Schenkkan acknowledges that it was no easy feat writing about this real life hero: “The challenge with a character like Desmond Doss, is that the temptation would be to write him as a secular saint. That it was all divinely inspired and orchestrated and he was just along for the ride. And that’s just not very interesting and I don’t think it’s true. It does a considerable disservice to what he actually achieved.”
The cast and crew of “Hacksaw Ridge” are now enjoying the fruits of their labor, as the box office hit has been enthusiastically acclaimed by critics and various awards groups. Schenkkan is no stranger to awards, having won a Pulitzer Prize (in 1992 for his play “The Kentucky Cycle”) and a Tony Award (in 1994 for “All the Way”) and numerous other accolades including three Emmy nominations (two bids in 2010 for “The Pacific” and a nom earlier this year for “All the Way”).
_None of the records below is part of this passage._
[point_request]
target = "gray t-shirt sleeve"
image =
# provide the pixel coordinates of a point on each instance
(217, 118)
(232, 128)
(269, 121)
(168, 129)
But his experience on this project, particularly when he first saw the completed film at its premiere in Venice, is a memory that he cherishes most of all. He reveals, “The first time I saw the film completely put together was in Venice, at the film festival. So we’re all sitting in the back, Mel, the actors and myself, and the film concludes, and the audience stands up and applauds. For 10 minutes! And they turn so they are facing us and applauding, and eventually we all just instinctively just walked down from the rear of the theater to embrace and shake hands and just have this human moment with each other. It was just so moving. Completely unexpected, certainly something you hoped would have achieved.